There’s so much to love about island life in Penang, Malaysia. My wife and I rent a spacious 204-square-metre apartment—with a pool, gym and 24-hour security—for just $1,000 per month. Penang also has some of the best street food in Southeast Asia, we dine out regularly, three to four nights a week, and it costs as little as $5 each.

There are plenty of sandy beaches to stroll on and, if you enjoy the great outdoors, there’s numerous jungle trails to explore all over the island.

We opted to join The Penang Sports Club, a five-star facility boasting more lawn tennis courts than any other club in Malaysia. The tennis players there are all levels and ages—a few weeks ago I had a match with a gentleman who is 82. What I love about the club is that most evenings you can turn up on your own, register for a game and find yourself playing with strangers who soon become friends. It’s incredibly social and we’ve been greeted warmly as new members.

But it’s also, unfortunately, where my latest injury occurred. I say ‘latest’ because when I first arrived in Malaysia, six years ago, I decided that mountain biking would be my sport of choice. You may think that’s a dangerous activity to suddenly take up at the age of 47—and you’d be right. Suffice to say, I spent a lot of time discovering the various hospitals in Penang and getting to know which ones had the best surgeons.

Recently—due to a jungle hike—I had a niggle in my knee. I knew something wasn’t quite right. However, when I received a message from one of my new tennis friends asking if I fancied a game, I couldn’t resist. Big mistake. Halfway through the second set I was in agony. You’d think I would have stopped, wouldn’t you? No, not me. I carried on. My thinking was, if there was damage then I might as well make the most of it.

The following morning found me limping into the Lam Wah Ee Hospital—a 700-bed tertiary acute care facility—minutes later I was seen by a specialist sports surgeon and, another half hour after that, I had an MRI. The results were instant, but, as he was reviewing the scans, he said, “Oh, that’s not good. Not good at all”. My heart sank.

It turned out I had badly torn my medial meniscus and surgery was the only option. I said I wanted it done as soon as possible. The surgeon said, “I’ll see you tomorrow morning at 8 a.m”.

Due to procedures being cheaper here, about a third of what they cost at home, we have the most basic medical insurance coverage. We pay $1,300 a year, and surgery of any kind is covered, provided you stay overnight. In fact, one of the reasons my wife and I moved to Penang was the excellent healthcare. It’s among the world’s best and cheapest and the doctors here have typically trained in the U.S. or U.K. Thankfully it’s rare that we use it, but, when we do, it’s good to know it won’t cost an arm and a leg!

When I arrived the following morning, the insurance company had already signed off on my procedure—the hospital contacts them on your behalf. My private room was lovely…a large, flat screen TV, a comfortable sofa that family members are welcome to sleep on, a private bathroom and great views of Penang Hill.

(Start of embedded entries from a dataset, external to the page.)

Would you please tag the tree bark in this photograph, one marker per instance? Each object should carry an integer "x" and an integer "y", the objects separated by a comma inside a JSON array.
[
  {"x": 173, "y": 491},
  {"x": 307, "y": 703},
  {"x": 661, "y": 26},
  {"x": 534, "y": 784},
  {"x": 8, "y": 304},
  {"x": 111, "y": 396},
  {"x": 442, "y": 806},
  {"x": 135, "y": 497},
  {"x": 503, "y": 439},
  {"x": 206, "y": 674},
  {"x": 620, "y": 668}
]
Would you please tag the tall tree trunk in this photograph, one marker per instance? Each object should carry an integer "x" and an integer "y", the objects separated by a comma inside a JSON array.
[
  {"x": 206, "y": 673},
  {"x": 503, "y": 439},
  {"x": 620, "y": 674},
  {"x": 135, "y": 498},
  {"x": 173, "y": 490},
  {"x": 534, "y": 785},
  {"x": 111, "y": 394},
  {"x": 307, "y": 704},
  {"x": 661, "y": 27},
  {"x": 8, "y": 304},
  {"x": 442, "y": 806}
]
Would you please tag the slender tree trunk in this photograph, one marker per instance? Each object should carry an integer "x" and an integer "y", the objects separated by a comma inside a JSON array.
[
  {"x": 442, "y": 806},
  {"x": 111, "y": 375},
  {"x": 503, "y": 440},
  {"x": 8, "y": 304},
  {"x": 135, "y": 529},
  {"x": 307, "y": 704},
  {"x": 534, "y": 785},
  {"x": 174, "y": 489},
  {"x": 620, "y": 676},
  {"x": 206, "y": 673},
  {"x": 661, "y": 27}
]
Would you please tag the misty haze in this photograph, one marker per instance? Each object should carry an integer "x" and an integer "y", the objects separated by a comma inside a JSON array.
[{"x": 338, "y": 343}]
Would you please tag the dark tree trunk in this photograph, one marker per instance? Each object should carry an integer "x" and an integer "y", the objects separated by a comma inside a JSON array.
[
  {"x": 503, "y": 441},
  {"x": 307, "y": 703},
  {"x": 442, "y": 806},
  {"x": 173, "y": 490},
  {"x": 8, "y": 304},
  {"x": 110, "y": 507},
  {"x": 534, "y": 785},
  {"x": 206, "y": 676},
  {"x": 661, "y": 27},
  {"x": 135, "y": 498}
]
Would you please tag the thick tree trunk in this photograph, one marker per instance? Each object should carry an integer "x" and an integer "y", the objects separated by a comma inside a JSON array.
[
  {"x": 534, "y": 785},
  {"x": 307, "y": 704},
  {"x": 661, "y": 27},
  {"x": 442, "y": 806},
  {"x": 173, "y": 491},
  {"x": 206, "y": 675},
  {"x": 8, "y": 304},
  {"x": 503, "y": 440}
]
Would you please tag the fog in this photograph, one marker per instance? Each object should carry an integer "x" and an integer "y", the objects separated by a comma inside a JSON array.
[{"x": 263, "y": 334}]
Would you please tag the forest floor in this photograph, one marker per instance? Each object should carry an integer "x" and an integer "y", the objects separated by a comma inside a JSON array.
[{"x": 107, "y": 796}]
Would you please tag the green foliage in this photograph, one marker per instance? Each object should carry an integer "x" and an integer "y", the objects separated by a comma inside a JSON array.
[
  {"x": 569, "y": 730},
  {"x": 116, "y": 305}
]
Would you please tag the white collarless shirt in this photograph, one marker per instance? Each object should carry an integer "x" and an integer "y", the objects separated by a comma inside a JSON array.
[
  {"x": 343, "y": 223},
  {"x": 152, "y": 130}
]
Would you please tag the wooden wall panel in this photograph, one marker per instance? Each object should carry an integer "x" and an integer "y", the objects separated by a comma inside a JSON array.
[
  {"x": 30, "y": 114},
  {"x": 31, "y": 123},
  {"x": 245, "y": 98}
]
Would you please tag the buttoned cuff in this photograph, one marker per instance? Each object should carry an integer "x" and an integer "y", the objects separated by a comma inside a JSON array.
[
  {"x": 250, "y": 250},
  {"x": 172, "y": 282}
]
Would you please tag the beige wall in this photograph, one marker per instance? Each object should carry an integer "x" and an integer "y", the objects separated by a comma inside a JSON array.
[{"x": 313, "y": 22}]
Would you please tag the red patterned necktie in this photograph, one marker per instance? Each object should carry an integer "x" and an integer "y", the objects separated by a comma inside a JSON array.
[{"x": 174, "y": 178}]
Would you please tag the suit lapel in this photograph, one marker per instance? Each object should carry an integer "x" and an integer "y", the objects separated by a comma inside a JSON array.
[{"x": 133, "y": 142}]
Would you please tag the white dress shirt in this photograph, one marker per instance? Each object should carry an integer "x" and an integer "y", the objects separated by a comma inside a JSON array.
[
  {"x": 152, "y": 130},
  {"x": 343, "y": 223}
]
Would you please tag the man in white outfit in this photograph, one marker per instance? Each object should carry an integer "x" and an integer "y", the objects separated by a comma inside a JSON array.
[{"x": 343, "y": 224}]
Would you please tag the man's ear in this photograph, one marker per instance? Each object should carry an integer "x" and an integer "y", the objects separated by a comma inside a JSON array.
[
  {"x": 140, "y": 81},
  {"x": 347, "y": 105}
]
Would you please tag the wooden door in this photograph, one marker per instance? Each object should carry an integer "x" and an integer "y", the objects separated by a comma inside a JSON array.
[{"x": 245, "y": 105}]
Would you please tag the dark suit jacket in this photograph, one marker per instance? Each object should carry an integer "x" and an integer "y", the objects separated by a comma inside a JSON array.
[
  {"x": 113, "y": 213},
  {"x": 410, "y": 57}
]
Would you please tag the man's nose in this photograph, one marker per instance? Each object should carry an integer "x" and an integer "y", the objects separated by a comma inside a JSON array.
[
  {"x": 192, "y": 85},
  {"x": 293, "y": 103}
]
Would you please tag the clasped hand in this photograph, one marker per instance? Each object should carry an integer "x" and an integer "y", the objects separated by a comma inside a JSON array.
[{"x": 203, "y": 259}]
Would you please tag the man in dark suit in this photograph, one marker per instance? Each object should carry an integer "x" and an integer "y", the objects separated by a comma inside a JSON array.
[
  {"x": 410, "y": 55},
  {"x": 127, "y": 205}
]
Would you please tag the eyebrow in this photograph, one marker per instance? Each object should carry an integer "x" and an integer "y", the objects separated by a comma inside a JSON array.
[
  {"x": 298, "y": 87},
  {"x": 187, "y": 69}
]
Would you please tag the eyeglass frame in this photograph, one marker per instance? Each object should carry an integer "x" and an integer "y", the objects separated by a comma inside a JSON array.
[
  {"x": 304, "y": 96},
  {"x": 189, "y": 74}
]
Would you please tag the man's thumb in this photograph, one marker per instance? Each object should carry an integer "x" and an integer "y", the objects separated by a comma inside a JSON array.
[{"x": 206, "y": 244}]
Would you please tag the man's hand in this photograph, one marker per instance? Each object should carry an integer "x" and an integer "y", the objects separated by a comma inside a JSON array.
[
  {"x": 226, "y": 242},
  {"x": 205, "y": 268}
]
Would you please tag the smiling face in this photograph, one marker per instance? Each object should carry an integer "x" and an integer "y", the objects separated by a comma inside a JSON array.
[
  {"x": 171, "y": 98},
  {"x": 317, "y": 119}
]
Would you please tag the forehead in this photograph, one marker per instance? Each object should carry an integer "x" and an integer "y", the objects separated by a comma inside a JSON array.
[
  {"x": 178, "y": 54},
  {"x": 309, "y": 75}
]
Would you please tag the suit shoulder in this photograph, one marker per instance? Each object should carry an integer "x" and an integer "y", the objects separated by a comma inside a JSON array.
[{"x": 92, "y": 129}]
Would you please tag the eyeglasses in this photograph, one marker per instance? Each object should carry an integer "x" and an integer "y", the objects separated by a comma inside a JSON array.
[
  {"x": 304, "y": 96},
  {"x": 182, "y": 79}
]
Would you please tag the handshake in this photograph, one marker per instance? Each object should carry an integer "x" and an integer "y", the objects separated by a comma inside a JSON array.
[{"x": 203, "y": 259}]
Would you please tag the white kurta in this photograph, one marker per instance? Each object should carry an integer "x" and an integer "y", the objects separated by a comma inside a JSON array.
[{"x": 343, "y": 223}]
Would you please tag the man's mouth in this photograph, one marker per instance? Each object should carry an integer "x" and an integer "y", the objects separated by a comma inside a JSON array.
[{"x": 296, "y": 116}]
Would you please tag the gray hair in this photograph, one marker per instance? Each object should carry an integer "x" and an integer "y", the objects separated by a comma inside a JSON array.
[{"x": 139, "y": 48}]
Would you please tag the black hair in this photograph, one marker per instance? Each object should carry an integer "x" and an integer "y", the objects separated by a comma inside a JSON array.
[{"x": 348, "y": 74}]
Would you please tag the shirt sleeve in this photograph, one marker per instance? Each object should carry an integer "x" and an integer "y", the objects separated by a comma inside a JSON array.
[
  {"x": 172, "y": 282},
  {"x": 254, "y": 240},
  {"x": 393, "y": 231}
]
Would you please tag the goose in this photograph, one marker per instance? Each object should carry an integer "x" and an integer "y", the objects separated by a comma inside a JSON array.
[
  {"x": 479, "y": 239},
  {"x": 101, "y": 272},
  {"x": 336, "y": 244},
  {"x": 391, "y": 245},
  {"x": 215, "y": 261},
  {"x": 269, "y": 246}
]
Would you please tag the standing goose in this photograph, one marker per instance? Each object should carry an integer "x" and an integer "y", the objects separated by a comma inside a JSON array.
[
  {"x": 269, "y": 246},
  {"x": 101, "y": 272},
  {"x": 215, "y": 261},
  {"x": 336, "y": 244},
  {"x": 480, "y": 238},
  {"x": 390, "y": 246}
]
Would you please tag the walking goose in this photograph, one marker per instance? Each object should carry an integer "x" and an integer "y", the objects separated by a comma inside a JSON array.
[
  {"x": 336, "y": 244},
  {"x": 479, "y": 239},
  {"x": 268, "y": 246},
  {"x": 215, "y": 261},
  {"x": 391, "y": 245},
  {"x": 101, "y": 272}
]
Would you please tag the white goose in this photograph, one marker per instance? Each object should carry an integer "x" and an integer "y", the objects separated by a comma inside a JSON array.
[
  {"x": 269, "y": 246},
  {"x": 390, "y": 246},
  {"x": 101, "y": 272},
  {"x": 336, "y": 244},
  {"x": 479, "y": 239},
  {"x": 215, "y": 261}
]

Altogether my treatment—including X-rays, an ECG, my surgeon, the anaesthetist and associated drugs for the following week—came to $2,640. In Australia it would have been $5,000, or, if you went private, anything up to $12,000.

The aftercare was also first class. I started physiotherapy two days later, which was fantastic. Unfortunately, it wasn’t covered under my insurance—but at just $13 a visit that’s not something that concerns me.

What continues to surprise me about the hospitals here in Malaysia isn’t everyone’s professionalism—that’s a given—it’s their friendliness. Hospital staff here make you feel like welcome guests. They speak perfect English and seem genuinely happy to see you. I’m not saying it doesn’t happen at home, but here it’s the norm. It’s rarely a happy occasion when you have to visit a hospital but a smiling face really does make all the difference.